British Pound Ends Day Slightly Higher as UK’s Darling Orders Northern Rock to Lend
The British pound pulled back against the greenback after testing 1.4650 during European trading, but ultimately managed to end the day up slightly from Friday. In UK news, Chancellor of the Exchequer Alistair Darling ordered Northern Rock, which was nationalized last year, to expand lending by 14 billion pounds in order to fill a “gap” left by withdrawals by foreign-based banks. The move is meant to increase the availability of mortgages, as the credit crisis led to financial institutions holding on to as much cash as possible as fears about counterparty risks intensified.
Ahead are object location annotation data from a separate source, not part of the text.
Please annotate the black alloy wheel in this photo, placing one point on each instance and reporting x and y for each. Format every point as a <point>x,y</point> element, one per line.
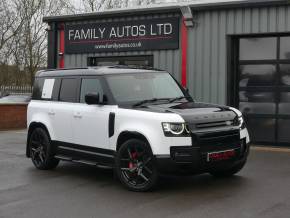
<point>41,150</point>
<point>136,166</point>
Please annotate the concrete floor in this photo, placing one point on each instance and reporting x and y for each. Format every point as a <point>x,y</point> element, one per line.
<point>262,189</point>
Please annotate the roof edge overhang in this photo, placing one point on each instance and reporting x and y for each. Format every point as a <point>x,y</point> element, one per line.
<point>162,9</point>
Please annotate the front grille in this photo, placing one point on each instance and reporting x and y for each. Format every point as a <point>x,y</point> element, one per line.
<point>214,124</point>
<point>216,141</point>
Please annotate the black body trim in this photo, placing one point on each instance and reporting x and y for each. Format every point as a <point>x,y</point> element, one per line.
<point>84,154</point>
<point>111,124</point>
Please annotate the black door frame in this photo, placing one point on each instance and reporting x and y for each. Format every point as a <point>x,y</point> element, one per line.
<point>233,63</point>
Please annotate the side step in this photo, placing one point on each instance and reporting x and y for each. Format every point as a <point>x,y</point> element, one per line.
<point>86,162</point>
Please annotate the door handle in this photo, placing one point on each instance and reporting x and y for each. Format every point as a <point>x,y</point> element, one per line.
<point>51,113</point>
<point>77,115</point>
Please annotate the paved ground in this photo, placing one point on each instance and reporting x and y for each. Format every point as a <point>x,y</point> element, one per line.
<point>262,189</point>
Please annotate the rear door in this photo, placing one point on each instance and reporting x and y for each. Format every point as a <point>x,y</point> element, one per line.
<point>62,111</point>
<point>90,122</point>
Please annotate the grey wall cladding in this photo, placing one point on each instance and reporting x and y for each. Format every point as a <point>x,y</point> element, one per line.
<point>207,52</point>
<point>163,59</point>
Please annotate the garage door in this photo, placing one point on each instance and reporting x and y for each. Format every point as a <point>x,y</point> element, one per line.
<point>264,87</point>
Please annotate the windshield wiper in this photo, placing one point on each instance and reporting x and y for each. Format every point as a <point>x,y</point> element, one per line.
<point>178,98</point>
<point>149,101</point>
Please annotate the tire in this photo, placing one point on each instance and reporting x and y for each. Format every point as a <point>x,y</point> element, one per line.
<point>135,166</point>
<point>41,150</point>
<point>229,171</point>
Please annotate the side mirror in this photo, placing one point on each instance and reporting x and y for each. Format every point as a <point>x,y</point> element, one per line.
<point>92,98</point>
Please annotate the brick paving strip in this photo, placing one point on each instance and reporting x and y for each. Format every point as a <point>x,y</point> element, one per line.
<point>270,149</point>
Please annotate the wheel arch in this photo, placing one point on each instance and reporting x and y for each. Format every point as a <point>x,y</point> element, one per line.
<point>32,127</point>
<point>126,135</point>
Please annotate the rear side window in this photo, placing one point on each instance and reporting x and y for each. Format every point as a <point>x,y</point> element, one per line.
<point>68,90</point>
<point>92,85</point>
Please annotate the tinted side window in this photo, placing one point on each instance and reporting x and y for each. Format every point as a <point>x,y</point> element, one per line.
<point>90,86</point>
<point>37,88</point>
<point>68,90</point>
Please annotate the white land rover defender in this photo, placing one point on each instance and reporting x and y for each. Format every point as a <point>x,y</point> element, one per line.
<point>139,122</point>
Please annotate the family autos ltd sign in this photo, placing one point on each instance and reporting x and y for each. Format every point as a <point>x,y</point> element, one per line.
<point>135,35</point>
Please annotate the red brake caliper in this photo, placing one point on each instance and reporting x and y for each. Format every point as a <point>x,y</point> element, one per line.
<point>134,157</point>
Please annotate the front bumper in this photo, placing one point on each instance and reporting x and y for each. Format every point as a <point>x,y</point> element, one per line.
<point>193,159</point>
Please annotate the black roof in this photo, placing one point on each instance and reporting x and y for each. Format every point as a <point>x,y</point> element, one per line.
<point>91,71</point>
<point>166,8</point>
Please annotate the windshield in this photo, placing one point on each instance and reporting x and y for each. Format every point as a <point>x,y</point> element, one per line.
<point>143,86</point>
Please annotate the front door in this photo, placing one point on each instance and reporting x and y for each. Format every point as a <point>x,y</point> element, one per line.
<point>264,87</point>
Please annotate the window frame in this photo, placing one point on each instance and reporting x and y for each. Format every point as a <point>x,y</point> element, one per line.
<point>77,88</point>
<point>106,90</point>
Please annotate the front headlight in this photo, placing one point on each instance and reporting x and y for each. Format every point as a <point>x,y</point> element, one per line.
<point>240,122</point>
<point>175,129</point>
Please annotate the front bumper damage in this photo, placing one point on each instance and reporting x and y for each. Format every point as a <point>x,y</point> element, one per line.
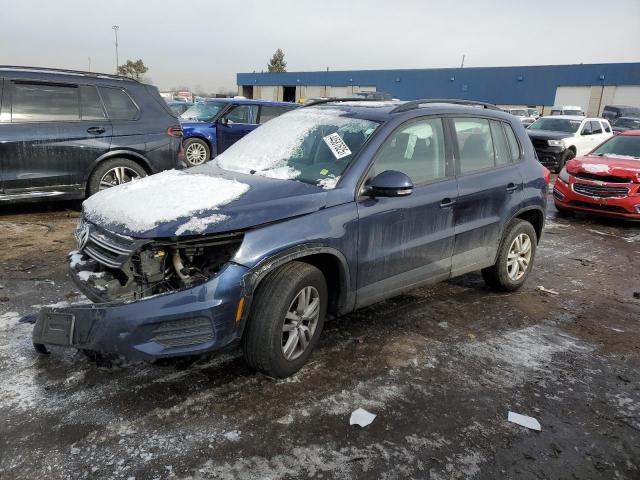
<point>191,321</point>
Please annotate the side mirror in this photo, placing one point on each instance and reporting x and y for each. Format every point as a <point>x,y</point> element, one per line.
<point>389,183</point>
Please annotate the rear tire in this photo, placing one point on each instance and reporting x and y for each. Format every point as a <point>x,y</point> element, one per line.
<point>515,258</point>
<point>272,326</point>
<point>196,151</point>
<point>114,171</point>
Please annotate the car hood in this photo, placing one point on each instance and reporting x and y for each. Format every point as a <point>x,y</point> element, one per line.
<point>548,134</point>
<point>626,168</point>
<point>145,212</point>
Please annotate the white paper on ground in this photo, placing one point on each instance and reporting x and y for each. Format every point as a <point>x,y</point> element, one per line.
<point>361,417</point>
<point>524,421</point>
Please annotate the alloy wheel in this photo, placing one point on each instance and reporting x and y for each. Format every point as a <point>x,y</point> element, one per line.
<point>300,323</point>
<point>117,176</point>
<point>196,154</point>
<point>519,256</point>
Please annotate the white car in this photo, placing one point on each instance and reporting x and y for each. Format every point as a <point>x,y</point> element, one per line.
<point>560,138</point>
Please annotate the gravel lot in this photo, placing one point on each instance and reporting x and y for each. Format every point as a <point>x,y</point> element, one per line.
<point>440,366</point>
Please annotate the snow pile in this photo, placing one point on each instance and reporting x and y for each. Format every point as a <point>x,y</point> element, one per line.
<point>199,225</point>
<point>144,204</point>
<point>595,168</point>
<point>266,150</point>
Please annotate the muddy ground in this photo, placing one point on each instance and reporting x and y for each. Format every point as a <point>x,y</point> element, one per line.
<point>440,366</point>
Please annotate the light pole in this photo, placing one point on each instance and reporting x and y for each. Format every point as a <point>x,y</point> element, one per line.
<point>115,29</point>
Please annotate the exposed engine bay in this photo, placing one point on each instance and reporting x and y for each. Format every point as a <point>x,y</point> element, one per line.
<point>112,267</point>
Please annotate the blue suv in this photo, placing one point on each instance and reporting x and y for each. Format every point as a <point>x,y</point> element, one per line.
<point>324,210</point>
<point>212,126</point>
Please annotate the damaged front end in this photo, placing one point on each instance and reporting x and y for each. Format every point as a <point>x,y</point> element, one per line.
<point>153,298</point>
<point>112,267</point>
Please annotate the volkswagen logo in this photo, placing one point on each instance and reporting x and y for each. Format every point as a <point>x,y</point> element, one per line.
<point>82,235</point>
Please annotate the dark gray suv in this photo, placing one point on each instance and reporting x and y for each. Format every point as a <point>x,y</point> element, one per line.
<point>67,134</point>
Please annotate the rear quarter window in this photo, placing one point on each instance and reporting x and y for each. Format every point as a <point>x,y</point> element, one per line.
<point>118,103</point>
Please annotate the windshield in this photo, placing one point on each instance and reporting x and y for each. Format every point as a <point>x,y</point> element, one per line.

The release of the British Bankers’ Association’s (BBA) measure of mortgage lending on Tuesday morning may highlight the persistent tightness in the consumer credit markets, as mortgage approvals are likely to remains near 16-year lows.
Canadian Dollar Slumps Lower as Retail Sales Fall by Most Since 1991
The Canadian dollar fell versus the greenback on Monday as data showed that Canadian consumer spending plunged by the most since 1991. Indeed, Statistics Canada reported that retail sales fell for the third straight month at a rate of 5.4 percent, which was far worse than expectations for a 2.7 percent decline, as job losses continue to climb and the economy encounters its first recession in 17 years. As we discussed last week, cheaper oil has extremely negative repercussions for the Canadian economy as a whole. Combined with last Friday’s inflation data, which showed that the annual rate of CPI growth tumbled to a 2-year low of 1.1 percent in January, the odds remain in favor of further rate cuts by the Bank of Canada, even though interest rates are already at a record low of 1 percent.
Terri Belkas is a Currency Strategist at FXCM.